Barack brigade hits out at Indian filmmaker
Indian American filmmaker Dinesh D'Souza, whose documentary on the US President has climbed up the box office chart, has come in for severe criticism by the the Obama Campaign which accused him of launching a smear campaign against Barack Obama.
The Obama Campaign also alleged that the movie is a deliberate distortion of Obama's record and world view.
‘The facts show that '2016: Obama's America' is nothing more than an insidious attempt to dishonestly smear the President by giving intellectual cover to the worst in subterranean conspiracy theories and false, partisan attacks,’ the Obama Campaign said in a recent blog.
Posted on its website 'Truth Team', Obama Campaign alleges that D'Souza's writings and film are ‘based on lies (and) should not come as a surprise’ to anyone given his ‘long history of attempting to add a veneer of intellectual respectability to fringe theories, conspiratorial fear-mongering, and flat-out falsehoods’.
Identifying him D'Souza as a right-wing author, the Obama Campaign says the documentary ‘falsely smears President Obama as having a hidden agenda bent on realising 'anti-colonial' ambitions’.
A ‘self-proclaimed’ expert on the President, D'Souza bases the film around his own past works, which were previously described as ‘the worst kind of smear journalism’, and riddled with ‘lazy errors’, it alleged.

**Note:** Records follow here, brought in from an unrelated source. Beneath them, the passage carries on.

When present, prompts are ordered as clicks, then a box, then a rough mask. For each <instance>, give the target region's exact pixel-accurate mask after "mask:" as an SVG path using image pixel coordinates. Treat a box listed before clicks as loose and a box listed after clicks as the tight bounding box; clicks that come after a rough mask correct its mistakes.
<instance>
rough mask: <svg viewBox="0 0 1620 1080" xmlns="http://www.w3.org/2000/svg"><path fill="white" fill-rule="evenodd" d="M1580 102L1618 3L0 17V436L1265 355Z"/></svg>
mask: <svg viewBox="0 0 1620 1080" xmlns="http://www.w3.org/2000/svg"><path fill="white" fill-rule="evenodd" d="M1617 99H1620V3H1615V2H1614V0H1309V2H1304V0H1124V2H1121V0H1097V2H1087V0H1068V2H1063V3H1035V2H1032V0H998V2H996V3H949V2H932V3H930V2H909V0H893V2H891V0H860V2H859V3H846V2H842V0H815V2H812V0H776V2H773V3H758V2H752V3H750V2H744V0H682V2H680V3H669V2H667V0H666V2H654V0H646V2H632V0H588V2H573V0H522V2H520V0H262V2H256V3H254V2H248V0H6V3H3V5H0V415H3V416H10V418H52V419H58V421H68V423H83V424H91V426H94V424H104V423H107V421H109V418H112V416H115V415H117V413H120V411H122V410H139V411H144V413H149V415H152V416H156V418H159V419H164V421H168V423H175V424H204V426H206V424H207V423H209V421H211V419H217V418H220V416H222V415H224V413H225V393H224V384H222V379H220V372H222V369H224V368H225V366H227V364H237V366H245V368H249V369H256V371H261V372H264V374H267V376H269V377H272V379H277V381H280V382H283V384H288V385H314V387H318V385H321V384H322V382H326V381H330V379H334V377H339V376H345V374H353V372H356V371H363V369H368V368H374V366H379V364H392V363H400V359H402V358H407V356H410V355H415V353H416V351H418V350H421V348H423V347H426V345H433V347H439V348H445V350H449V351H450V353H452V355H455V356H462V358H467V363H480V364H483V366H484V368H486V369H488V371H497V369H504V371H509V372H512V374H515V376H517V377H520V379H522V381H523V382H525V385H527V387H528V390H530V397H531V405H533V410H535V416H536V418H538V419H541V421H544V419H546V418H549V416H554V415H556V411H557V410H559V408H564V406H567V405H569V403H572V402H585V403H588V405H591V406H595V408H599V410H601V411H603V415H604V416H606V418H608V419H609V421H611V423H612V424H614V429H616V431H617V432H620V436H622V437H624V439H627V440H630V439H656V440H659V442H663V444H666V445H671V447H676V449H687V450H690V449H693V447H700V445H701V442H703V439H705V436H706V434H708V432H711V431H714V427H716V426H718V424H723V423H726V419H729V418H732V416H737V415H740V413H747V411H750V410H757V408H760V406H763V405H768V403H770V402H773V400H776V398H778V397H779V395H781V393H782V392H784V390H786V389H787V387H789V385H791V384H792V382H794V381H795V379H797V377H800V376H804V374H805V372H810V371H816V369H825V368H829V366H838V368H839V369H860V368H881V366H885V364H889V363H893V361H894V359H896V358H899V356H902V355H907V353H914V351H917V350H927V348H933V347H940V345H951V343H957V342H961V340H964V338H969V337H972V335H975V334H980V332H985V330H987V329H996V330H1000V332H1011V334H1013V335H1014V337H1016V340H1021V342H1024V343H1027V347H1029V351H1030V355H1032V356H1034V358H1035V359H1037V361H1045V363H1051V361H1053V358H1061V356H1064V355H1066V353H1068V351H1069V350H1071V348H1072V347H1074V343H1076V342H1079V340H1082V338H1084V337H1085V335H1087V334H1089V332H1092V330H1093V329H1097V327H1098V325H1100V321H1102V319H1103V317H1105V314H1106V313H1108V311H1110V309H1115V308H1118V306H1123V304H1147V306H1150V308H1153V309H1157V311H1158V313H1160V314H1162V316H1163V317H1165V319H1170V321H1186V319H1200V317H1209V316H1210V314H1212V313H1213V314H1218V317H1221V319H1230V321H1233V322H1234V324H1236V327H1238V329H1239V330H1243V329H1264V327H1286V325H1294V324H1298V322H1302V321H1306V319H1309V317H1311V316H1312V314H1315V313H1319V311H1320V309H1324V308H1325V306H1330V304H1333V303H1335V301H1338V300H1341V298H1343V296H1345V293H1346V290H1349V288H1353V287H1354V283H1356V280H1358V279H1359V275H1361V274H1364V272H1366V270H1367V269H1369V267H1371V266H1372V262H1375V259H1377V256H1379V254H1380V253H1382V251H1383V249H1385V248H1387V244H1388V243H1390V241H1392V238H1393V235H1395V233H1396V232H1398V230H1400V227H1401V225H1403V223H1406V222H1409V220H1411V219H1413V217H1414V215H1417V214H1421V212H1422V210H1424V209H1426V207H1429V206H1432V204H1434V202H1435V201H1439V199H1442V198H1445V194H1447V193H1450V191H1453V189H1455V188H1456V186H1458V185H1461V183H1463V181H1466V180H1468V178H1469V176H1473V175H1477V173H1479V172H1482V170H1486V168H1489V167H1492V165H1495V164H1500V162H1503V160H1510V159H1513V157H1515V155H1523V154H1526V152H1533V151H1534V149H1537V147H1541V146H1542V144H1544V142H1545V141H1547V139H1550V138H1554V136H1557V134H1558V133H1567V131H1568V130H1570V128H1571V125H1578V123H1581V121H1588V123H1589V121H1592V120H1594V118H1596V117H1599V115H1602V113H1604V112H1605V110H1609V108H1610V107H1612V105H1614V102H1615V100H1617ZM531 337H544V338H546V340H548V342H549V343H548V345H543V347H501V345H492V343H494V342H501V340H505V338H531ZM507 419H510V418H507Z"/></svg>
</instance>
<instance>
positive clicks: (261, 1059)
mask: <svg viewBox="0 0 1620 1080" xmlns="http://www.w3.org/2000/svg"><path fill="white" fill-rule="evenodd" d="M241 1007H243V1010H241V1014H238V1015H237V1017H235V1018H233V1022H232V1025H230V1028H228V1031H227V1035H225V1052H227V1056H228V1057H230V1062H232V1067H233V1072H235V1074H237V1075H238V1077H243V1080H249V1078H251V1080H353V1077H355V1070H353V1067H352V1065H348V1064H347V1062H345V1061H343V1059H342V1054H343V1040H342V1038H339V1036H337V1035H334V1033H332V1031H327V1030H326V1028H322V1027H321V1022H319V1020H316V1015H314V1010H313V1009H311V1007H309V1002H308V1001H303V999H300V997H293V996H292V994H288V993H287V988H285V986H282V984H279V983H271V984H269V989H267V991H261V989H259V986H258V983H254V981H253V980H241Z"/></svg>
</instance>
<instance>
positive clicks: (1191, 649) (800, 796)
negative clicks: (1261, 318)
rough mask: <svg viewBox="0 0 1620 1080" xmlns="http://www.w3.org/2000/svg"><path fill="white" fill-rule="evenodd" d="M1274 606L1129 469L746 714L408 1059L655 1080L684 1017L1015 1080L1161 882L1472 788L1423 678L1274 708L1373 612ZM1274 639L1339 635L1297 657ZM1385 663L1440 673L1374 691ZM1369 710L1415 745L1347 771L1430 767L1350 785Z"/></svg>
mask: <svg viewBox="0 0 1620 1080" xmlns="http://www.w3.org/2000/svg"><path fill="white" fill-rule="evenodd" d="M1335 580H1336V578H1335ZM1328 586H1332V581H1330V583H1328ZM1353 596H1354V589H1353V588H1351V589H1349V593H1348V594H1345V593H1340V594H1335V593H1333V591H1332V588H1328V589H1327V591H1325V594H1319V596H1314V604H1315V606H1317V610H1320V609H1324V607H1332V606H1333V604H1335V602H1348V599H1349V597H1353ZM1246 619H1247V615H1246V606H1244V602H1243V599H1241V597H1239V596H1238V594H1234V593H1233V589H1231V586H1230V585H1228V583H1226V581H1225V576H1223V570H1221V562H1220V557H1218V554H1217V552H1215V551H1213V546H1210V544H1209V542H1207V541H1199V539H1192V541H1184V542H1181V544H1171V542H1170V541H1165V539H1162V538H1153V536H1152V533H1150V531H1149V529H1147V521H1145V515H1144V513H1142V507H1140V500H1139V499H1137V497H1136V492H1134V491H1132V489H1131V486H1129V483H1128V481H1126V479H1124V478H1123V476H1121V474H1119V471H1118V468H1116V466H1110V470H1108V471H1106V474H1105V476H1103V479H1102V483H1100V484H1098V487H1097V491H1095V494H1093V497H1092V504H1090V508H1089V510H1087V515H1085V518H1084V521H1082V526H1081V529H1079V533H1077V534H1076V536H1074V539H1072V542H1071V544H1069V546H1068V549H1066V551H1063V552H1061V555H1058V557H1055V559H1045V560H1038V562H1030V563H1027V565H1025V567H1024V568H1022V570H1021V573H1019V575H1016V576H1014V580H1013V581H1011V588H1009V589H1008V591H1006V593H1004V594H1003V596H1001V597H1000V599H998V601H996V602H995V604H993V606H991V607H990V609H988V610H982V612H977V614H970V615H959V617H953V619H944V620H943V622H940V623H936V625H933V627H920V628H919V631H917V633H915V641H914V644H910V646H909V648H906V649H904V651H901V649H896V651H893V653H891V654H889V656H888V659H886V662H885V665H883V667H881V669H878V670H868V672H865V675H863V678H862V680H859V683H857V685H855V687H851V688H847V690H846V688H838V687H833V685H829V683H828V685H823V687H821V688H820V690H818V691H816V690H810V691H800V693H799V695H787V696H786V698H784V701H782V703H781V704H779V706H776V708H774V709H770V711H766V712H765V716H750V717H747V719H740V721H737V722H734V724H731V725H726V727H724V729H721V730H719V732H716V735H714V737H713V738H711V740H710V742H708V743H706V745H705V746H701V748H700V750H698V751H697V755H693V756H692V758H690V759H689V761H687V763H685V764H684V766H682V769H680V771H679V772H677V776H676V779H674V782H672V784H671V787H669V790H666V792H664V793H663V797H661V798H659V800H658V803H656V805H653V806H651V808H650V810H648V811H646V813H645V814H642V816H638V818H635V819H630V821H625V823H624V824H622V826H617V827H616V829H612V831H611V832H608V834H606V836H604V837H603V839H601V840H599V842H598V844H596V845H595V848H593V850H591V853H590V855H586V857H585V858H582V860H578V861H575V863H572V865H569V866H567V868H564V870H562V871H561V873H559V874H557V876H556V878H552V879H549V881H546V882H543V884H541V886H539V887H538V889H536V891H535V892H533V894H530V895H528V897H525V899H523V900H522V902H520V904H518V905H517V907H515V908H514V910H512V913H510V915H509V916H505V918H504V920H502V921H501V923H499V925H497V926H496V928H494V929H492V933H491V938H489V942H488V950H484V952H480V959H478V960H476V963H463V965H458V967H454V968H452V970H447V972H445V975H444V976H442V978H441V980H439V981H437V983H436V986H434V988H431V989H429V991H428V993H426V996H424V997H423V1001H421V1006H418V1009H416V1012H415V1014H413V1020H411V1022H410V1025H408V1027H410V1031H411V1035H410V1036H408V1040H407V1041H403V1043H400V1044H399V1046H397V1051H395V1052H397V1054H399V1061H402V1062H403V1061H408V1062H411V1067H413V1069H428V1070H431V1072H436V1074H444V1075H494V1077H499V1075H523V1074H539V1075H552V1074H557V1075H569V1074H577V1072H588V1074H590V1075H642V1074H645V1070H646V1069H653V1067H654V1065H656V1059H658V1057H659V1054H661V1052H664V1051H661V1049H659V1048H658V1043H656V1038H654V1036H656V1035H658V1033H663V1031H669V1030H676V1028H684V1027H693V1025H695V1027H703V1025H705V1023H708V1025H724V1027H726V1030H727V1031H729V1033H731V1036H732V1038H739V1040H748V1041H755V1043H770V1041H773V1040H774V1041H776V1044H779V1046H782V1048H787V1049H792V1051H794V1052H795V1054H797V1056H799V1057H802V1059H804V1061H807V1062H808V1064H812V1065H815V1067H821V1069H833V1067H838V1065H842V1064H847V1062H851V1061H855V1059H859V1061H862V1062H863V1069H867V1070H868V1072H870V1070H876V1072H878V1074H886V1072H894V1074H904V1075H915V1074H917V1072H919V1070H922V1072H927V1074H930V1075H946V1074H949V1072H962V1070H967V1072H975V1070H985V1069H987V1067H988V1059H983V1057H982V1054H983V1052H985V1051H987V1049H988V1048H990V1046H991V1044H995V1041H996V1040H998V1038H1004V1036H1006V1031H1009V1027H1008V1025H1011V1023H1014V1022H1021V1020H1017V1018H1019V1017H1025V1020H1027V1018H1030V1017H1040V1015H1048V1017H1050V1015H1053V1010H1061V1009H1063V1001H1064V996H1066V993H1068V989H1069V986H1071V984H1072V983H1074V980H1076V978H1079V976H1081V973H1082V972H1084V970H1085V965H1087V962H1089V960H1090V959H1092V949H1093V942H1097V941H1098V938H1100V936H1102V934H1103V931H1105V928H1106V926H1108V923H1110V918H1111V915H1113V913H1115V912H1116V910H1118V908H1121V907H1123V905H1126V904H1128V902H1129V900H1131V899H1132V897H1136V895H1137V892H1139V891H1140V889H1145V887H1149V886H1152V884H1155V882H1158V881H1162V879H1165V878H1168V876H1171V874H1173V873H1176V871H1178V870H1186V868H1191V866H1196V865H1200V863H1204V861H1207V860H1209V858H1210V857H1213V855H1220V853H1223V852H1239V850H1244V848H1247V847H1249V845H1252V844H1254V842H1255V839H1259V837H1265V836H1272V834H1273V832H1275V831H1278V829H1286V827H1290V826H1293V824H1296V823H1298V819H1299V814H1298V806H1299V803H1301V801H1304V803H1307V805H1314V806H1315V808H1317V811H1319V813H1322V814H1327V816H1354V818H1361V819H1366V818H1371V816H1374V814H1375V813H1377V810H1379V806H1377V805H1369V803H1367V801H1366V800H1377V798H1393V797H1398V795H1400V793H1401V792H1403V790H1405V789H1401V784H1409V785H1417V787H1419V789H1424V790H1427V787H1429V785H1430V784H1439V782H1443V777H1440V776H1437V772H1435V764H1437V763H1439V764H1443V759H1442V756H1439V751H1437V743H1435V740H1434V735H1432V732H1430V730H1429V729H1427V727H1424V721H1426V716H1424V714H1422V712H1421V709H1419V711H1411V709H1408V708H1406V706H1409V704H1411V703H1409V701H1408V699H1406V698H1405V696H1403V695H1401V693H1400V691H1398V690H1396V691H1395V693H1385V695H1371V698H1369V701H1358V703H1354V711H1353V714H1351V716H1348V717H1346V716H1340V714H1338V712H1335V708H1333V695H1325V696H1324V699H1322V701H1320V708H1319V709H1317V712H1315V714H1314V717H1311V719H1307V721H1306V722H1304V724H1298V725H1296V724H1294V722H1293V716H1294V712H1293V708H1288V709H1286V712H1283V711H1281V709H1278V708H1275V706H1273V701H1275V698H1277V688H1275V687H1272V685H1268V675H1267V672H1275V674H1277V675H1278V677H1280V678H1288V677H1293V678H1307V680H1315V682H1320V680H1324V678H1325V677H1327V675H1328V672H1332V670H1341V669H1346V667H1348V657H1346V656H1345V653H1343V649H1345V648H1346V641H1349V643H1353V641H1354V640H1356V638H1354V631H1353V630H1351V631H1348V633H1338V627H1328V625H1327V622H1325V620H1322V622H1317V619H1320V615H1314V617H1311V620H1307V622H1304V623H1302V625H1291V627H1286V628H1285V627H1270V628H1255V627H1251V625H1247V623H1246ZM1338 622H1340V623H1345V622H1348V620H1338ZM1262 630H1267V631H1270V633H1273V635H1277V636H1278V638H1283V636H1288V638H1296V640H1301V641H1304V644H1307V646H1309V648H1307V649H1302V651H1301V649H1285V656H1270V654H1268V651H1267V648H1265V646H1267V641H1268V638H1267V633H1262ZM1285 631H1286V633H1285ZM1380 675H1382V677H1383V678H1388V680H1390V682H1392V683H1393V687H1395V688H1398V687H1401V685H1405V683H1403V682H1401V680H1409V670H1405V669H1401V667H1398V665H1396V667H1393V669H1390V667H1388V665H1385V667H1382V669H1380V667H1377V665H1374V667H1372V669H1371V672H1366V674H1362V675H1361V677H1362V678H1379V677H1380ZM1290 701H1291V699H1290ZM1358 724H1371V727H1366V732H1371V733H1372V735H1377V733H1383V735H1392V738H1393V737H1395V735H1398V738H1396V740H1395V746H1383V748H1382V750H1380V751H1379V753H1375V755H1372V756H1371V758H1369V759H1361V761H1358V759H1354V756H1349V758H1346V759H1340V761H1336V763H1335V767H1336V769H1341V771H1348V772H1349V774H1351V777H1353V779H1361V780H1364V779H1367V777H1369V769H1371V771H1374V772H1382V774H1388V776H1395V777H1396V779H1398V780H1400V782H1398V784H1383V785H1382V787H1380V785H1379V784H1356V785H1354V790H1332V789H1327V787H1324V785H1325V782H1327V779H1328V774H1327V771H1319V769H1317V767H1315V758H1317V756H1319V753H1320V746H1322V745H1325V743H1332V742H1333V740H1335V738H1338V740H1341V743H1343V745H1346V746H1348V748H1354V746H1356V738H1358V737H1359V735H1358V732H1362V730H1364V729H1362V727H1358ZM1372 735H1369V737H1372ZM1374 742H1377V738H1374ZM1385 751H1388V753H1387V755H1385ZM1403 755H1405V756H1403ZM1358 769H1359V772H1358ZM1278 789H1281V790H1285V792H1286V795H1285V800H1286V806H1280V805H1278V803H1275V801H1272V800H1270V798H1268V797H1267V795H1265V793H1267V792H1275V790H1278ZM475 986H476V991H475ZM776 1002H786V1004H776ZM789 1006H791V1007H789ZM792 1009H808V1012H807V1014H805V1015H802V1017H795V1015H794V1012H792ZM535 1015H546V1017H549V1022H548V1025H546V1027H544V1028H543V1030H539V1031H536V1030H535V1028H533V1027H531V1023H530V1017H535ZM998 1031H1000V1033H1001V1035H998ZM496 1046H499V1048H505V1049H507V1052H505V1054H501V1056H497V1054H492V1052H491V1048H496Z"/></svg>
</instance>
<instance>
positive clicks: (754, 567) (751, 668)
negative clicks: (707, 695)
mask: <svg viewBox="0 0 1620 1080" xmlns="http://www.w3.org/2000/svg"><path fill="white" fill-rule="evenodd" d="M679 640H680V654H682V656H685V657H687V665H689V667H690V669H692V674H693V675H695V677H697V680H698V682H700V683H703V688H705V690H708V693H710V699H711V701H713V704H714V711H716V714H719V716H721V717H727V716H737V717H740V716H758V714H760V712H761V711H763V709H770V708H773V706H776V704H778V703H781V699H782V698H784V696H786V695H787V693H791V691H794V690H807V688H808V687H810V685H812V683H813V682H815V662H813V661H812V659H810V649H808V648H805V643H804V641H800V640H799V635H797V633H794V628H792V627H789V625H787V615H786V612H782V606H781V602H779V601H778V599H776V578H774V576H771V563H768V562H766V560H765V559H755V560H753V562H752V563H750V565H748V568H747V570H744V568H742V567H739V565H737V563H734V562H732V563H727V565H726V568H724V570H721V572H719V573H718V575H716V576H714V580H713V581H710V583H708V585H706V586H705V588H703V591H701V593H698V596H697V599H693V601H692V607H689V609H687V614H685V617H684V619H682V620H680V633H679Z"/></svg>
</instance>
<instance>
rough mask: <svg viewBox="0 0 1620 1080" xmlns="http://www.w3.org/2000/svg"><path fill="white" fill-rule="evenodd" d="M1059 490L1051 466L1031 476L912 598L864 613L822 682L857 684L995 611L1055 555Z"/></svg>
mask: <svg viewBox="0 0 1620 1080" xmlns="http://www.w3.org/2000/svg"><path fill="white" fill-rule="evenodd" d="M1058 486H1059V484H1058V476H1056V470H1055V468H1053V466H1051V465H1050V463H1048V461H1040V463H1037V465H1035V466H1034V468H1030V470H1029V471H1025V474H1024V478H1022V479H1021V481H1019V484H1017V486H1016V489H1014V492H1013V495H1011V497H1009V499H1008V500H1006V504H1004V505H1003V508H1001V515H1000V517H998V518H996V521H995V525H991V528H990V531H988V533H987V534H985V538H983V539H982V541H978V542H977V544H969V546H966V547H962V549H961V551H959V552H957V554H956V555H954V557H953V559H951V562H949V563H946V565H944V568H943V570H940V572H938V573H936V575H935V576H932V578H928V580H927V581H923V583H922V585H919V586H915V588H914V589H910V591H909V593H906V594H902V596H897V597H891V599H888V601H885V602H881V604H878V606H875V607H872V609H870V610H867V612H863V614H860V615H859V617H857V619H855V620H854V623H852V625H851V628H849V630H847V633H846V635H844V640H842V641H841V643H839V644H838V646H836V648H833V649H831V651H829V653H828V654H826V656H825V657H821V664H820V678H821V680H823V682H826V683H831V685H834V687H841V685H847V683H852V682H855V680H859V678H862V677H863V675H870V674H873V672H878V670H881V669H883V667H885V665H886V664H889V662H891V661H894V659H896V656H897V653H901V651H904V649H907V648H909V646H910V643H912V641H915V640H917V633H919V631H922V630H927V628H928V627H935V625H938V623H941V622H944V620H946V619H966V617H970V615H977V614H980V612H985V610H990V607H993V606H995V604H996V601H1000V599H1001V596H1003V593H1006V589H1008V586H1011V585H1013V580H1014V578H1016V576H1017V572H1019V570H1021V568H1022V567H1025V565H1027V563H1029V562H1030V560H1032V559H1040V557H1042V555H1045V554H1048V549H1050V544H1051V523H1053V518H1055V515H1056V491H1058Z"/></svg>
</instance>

The documentary, which equates reelection of US President Barack Obama with the death and dismemberment of the United States of America, this week, according to Box Office Mojo, has been running at number three.
It has grossed about USD 26 million so far and is running in more than 2,000 movie theaters across the country.
Released on 24 August, so far it is the number two highest-grossing political documentary behind Michael Moore's 'Fahrenheit 9/11'. Though it has climbed up the box office chart and is highly popular among Republican and Tea party supporters, the movie has been blasted by the critics.
‘The worst kind of smear journalism?a singularly disgusting work,’ wrote Columbia Journalism Review.
Variety called it a ‘cavalcade of conspiracy theories, psycho-politico conjectures and incendiary labelling’; while the Los Angeles Times labelled it as a ‘badly disguised and overly long attack ad’.